Without giving millets their due, the history of food, particularly in the Indian setting, would be incomplete. If we investigate slower and healthier human lifestyles, we realise that some of the most beautiful behaviours have been lost. And in order to move toward a better future, we must reclaim some of these values.
Millets are a category of extremely varied small-seeded grasses that are extensively farmed across the globe as cereal crops or grains for human nourishment and fodder. Millet cultivation on the Korean Peninsula dates back to the Middle Jeulmun Pottery Period (around 3,500–2,000BC). Millets have been mentioned in some of the earliest Yajurveda writings in India, naming foxtail millet (priyangava), Barnyard millet (aanava), and black finger millet (shyaamaka), showing that millet usage was widespread prior to the Indian Bronze Age (4,500BC).
Millet is a nutritional staple and the primary source of protein in most underdeveloped countries. Millet is the sixth most-grown grain in the world, behind corn, rice, wheat, barley, and sorghum. It thrives in drought circumstances and has a high level of natural biodiversity. It may be grown in a range of environments. They are one of the earliest meals known to humans, and they may have been the first cereal grain utilised for household uses.
Millets are popular in the West because they are gluten-free and contain high protein, fibre, and antioxidant content.

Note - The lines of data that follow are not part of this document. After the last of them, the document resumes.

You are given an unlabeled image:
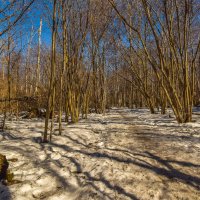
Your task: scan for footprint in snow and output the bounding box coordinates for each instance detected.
[50,152,62,160]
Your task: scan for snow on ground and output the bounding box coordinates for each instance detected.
[0,108,200,200]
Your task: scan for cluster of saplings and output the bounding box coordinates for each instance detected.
[0,0,199,143]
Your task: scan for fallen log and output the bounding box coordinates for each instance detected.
[0,96,38,103]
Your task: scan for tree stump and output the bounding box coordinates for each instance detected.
[0,120,3,131]
[0,154,9,183]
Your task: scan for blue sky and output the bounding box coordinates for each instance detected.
[26,2,52,46]
[0,0,52,46]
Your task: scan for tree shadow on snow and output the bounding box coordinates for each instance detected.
[84,148,200,190]
[0,183,12,200]
[50,136,200,191]
[2,129,200,200]
[0,131,25,140]
[131,131,200,144]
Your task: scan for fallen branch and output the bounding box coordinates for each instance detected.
[0,96,38,103]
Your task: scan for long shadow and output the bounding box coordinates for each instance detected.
[0,183,12,200]
[130,131,200,143]
[47,142,139,199]
[50,140,200,190]
[3,132,200,199]
[63,155,138,199]
[145,151,200,184]
[84,172,138,200]
[2,144,77,198]
[62,156,114,200]
[105,147,200,168]
[41,153,75,190]
[0,131,25,140]
[62,135,89,148]
[2,119,200,199]
[3,141,138,199]
[84,150,200,190]
[52,132,200,168]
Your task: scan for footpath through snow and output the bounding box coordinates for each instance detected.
[0,108,200,200]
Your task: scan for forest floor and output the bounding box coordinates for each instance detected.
[0,108,200,200]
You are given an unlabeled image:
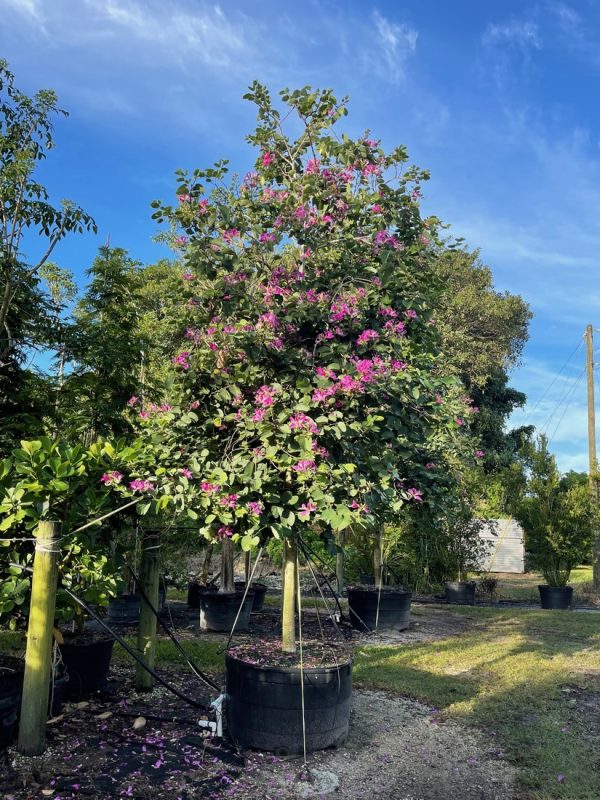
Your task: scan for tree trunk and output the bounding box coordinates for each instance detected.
[281,538,297,653]
[373,526,384,584]
[336,532,345,594]
[135,531,160,691]
[245,550,251,584]
[220,537,235,593]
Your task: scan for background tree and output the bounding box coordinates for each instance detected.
[58,246,145,440]
[0,60,95,364]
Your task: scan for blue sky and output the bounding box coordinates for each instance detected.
[1,0,599,472]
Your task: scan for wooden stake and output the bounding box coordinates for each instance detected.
[281,538,297,653]
[220,537,235,593]
[18,521,60,756]
[135,530,160,691]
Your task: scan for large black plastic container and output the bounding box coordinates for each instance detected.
[226,652,352,753]
[188,582,218,609]
[234,582,268,612]
[444,581,476,606]
[539,585,573,610]
[106,594,141,625]
[347,586,412,632]
[0,657,24,752]
[58,636,115,698]
[199,591,254,632]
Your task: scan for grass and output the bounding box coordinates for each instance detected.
[355,605,600,800]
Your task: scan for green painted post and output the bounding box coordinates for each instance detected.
[135,530,160,691]
[18,520,60,755]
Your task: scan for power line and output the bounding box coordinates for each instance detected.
[526,334,584,424]
[547,369,586,446]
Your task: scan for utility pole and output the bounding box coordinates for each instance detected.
[586,325,600,589]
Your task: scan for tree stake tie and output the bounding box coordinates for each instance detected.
[224,546,264,651]
[296,550,308,767]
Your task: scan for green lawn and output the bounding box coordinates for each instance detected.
[355,605,600,800]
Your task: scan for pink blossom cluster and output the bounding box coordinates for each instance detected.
[223,271,248,285]
[255,384,279,407]
[293,460,316,474]
[172,351,191,370]
[129,479,155,492]
[217,526,233,538]
[201,482,219,493]
[374,230,403,249]
[247,501,263,516]
[356,329,379,346]
[298,501,317,519]
[219,494,239,508]
[289,412,319,434]
[100,471,123,485]
[329,288,366,323]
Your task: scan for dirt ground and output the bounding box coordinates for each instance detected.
[0,604,517,800]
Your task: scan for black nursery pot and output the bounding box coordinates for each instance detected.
[226,652,352,753]
[199,590,254,632]
[58,636,115,698]
[444,581,476,606]
[187,581,218,609]
[538,585,573,610]
[106,594,141,625]
[234,582,268,612]
[0,656,24,752]
[347,586,412,632]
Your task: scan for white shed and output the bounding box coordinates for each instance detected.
[477,518,525,574]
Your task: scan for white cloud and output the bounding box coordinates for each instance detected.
[0,0,45,28]
[372,9,418,82]
[483,19,541,50]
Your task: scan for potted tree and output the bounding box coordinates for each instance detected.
[140,83,471,753]
[516,436,594,610]
[346,524,413,631]
[441,496,491,605]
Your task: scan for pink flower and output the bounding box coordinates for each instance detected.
[435,394,443,404]
[298,501,317,519]
[176,236,188,247]
[129,479,155,492]
[258,311,279,329]
[404,309,418,320]
[172,351,191,370]
[198,199,209,214]
[178,194,190,203]
[312,386,337,403]
[474,450,485,459]
[220,494,239,509]
[261,151,275,167]
[201,482,219,493]
[371,204,383,214]
[100,471,123,485]
[289,412,319,434]
[182,271,194,281]
[305,158,320,174]
[189,400,200,410]
[338,374,363,393]
[217,526,233,538]
[455,418,464,426]
[292,460,316,474]
[252,407,267,422]
[407,487,423,502]
[259,231,275,243]
[222,229,240,243]
[127,395,138,406]
[248,501,263,516]
[255,385,278,407]
[425,462,435,470]
[356,329,379,347]
[179,468,193,479]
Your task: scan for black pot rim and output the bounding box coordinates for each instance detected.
[59,634,116,647]
[225,650,353,675]
[347,585,411,597]
[538,584,572,591]
[234,581,268,589]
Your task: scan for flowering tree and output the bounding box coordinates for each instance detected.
[137,84,472,653]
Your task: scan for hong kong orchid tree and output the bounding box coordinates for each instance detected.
[134,83,472,654]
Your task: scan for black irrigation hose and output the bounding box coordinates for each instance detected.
[297,537,346,620]
[125,562,221,693]
[9,562,210,712]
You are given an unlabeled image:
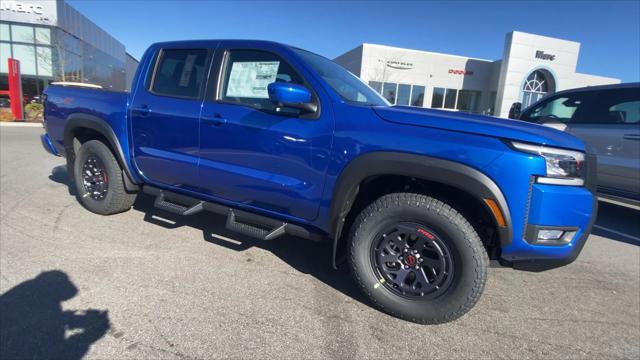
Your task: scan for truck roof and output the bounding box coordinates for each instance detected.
[554,82,639,95]
[149,39,295,50]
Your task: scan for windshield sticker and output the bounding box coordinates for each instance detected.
[226,61,280,98]
[178,55,197,87]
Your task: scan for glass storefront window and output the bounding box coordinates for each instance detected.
[0,23,10,41]
[0,43,10,73]
[444,88,457,109]
[35,27,51,45]
[457,90,482,113]
[411,85,425,107]
[36,46,53,76]
[22,77,40,102]
[432,87,445,108]
[369,81,382,94]
[383,83,397,104]
[397,84,411,106]
[11,44,37,75]
[11,24,34,44]
[58,30,82,56]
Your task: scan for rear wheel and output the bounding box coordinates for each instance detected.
[349,193,488,324]
[73,140,136,215]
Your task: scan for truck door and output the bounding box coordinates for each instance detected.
[197,46,333,221]
[568,88,640,198]
[130,48,212,191]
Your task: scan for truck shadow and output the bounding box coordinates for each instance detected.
[48,166,366,305]
[0,270,110,360]
[49,166,365,305]
[592,201,640,246]
[132,194,369,306]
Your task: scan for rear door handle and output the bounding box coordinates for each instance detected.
[202,114,227,127]
[623,134,640,141]
[131,105,151,116]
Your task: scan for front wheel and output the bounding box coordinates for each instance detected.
[349,193,488,324]
[73,140,136,215]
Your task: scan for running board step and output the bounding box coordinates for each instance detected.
[142,185,322,242]
[153,191,203,216]
[225,209,287,241]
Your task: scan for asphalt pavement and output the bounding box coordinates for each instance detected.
[1,126,639,359]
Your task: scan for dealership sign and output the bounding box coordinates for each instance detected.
[535,50,556,61]
[448,69,474,75]
[0,0,57,25]
[385,60,414,70]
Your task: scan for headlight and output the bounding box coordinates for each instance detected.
[511,141,585,186]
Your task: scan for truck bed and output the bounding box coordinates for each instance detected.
[44,85,129,156]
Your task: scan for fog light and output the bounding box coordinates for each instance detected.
[525,225,579,245]
[538,229,564,241]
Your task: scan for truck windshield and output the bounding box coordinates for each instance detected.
[293,48,389,107]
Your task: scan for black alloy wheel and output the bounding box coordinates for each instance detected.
[81,155,109,200]
[348,193,488,324]
[73,140,136,215]
[371,223,454,299]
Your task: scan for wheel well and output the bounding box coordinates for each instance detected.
[340,174,501,259]
[66,127,116,166]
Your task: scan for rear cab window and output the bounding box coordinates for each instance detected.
[149,48,209,99]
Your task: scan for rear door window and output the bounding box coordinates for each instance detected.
[150,49,208,99]
[588,88,640,124]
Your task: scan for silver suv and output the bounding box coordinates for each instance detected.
[518,83,640,205]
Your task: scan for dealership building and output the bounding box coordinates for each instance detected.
[335,31,620,117]
[0,0,138,103]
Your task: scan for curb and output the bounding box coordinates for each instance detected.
[0,122,44,128]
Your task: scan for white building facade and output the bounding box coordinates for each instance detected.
[335,31,620,118]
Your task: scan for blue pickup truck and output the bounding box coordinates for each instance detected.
[41,40,597,324]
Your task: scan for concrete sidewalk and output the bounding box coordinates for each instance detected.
[0,121,43,128]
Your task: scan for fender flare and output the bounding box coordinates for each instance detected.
[63,114,139,187]
[328,152,512,267]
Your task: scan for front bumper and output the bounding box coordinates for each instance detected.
[40,133,60,156]
[509,195,597,271]
[501,154,598,272]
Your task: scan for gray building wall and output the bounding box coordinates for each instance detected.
[334,45,363,76]
[125,53,138,91]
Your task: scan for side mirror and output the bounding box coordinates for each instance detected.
[267,83,317,114]
[508,102,522,119]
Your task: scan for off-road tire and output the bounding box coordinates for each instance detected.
[73,140,136,215]
[349,193,488,324]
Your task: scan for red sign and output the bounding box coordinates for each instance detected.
[448,69,474,76]
[8,58,23,120]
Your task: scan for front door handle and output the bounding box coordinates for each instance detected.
[131,105,151,116]
[623,134,640,141]
[202,114,227,127]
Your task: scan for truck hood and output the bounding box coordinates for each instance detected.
[373,106,585,151]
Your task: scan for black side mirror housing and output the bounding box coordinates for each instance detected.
[508,102,522,119]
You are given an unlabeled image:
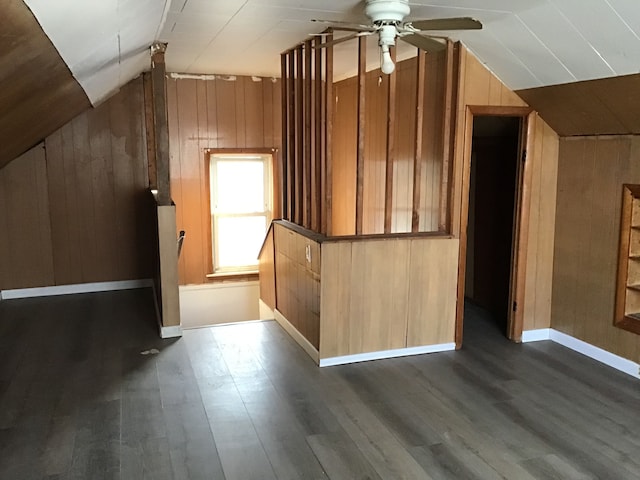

Millet crop is divided into two categories — large and small millets, with major millets being the most popular or commonly cultivated varieties.
Large millets include:
pearl
foxtail
proso
finger (or ragi)
Small millets include:
Kodo
barnyard
little
Guinea
browntop
fonio
adlay (or Job’s tears)
Nutritional facts
Millets are rich in carbs. And they also pack several vitamins and minerals.
One cup (174 grams) of cooked millet packs :
Calories: 207
Carbs: 41 grams
Fiber: 2.2 grams
Protein: 6 grams
Fat: 1.7 grams
Phosphorus: 25% of the Daily Value (DV)
Magnesium: 19% of the DV
Folate: 8% of the DV
Iron: 6% of the DV
Millets provide more essential amino acids than most other cereals. These compounds are the building blocks of protein.
Finger millet has the greatest calcium concentration of any cereal grain, with 13% of the DV provided per 1 cooked cup (100 grams) and Calcium is required for bone health, blood vessel and muscle contractions, and neuron function.
Millets Have Many Advantages
Millets are high in minerals and phytochemicals. As a result, they may provide a variety of health advantages.
Millets have a high concentration of phenolic compounds, including ferulic acid and catechins. These molecules function as antioxidants, shielding your body from potentially damaging oxidative stress. Catechins bind to heavy metals in your bloodstream to prevent metal poisoning.
Millets are high in fibre and non-starchy polysaccharides, two forms of indigestible carbohydrates that aid in blood sugar regulation.
Millets include soluble fibre, which creates a viscous material in the digestive tract. As a result, lipids are trapped and cholesterol levels are reduced.
Millets are a gluten-free grain, making them a feasible option for anyone suffering from celiac disease or adhering to a gluten-free diet.
Note: Millets contain antinutrients that prevent your body from absorbing certain minerals, although this is unlikely to damage you if you eat a well-balanced diet. Soaking and sprouting may lessen the antinutrient levels in this grain.